Well, if that didn’t sound like a good segue, he didn’t know what would. “I appreciate a lot of things about you, too. On that note, my mother told me earlier today that things are looking really good for her campaign. She thinks the marriage did exactly what it was supposed to.”
Roz swept past him to head for the stairs, scarcely even pausing as she called over her shoulder, “That’s great.”
A prickle of unease moved down his spine as he followed her, even though he probably shouldn’t. She’d come home late and didn’t seem to be in a chatty mood. He needed to back off, but he couldn’t help himself. This conversation was too important to wait.
“It is. It means that everything we hoped this marriage would do is happening. Has happened. Her donations are pouring in. She helped your charity, and while I guess we don’t know the results of that yet—”
“It was amazing,” she said flatly and blew through the door of the bedroom to sink onto the bed, where she removed her shoes with a completely blank ex
pression on her face. “I had calls from three different hospitals looking to form long-term partnerships. Helene’s already agreed to do a couple more go-rounds for me.”

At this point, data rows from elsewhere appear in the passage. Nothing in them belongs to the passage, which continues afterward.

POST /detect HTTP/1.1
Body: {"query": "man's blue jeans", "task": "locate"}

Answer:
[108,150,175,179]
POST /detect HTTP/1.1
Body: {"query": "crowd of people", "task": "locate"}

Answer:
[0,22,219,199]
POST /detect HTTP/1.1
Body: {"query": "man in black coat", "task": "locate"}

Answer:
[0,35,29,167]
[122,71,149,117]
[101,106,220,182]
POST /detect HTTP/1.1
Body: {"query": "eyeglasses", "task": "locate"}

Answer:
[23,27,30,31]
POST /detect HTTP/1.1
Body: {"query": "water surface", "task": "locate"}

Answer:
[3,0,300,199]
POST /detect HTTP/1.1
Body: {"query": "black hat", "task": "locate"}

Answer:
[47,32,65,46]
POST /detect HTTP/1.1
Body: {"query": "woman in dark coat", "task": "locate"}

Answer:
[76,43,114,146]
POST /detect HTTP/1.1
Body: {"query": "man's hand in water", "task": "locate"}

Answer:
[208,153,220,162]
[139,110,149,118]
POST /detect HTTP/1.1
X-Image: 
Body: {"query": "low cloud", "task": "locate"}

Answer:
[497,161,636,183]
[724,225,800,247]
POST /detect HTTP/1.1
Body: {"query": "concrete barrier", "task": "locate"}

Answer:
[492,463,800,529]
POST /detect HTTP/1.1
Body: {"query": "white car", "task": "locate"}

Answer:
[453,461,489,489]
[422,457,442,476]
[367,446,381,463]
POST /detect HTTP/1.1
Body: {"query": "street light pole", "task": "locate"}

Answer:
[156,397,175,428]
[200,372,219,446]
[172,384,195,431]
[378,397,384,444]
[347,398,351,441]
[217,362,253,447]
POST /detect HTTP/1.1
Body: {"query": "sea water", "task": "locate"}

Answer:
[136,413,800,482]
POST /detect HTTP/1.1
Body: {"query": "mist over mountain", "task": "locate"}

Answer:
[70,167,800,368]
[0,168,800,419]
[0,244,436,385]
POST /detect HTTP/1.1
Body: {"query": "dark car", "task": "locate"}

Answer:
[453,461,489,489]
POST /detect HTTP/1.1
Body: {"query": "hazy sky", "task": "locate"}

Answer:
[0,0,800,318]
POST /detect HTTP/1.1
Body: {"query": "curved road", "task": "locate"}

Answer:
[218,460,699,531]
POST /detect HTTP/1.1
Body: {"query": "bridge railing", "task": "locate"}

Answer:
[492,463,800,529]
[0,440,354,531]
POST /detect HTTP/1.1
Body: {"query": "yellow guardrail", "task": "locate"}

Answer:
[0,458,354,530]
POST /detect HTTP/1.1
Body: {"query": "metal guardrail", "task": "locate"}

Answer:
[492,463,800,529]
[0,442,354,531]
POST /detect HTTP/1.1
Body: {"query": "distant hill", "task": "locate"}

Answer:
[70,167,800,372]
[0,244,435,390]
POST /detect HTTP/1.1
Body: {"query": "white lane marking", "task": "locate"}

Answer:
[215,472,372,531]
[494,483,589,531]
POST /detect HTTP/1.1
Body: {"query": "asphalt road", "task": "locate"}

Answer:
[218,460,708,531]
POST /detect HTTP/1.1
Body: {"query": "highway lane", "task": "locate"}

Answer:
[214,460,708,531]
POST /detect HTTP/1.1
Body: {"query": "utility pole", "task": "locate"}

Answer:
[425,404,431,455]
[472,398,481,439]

“Wow, that sounds...good?” Her tone had all the inflection of a wet noodle, so he was flying blind.
“Yeah, it’s good.” She shut her eyes for a beat, pointedly not looking at him. “Things are going well for her. She told me that too when I called her. So we should probably talk about our exit strategy. It may be a little premature, but it’s coming faster than I’d assumed and I’d really like to get started on it.”
Exit strategy? “You mean the divorce?”
The word tasted nasty in his mouth as he spit it out. It reverberated through his chest, and he didn’t like the feeling of emptiness that it caused. A divorce was not what he wanted. Not yet. Not before he’d figured out how to step through the minefield his marriage had become. He couldn’t fathom giving up Roz but neither did he want to come right out and say that. For a lot of reasons.
The pact being first and foremost. It weighed so heavy on his mind that it was a wonder his brain wasn’t sliding out through his nose.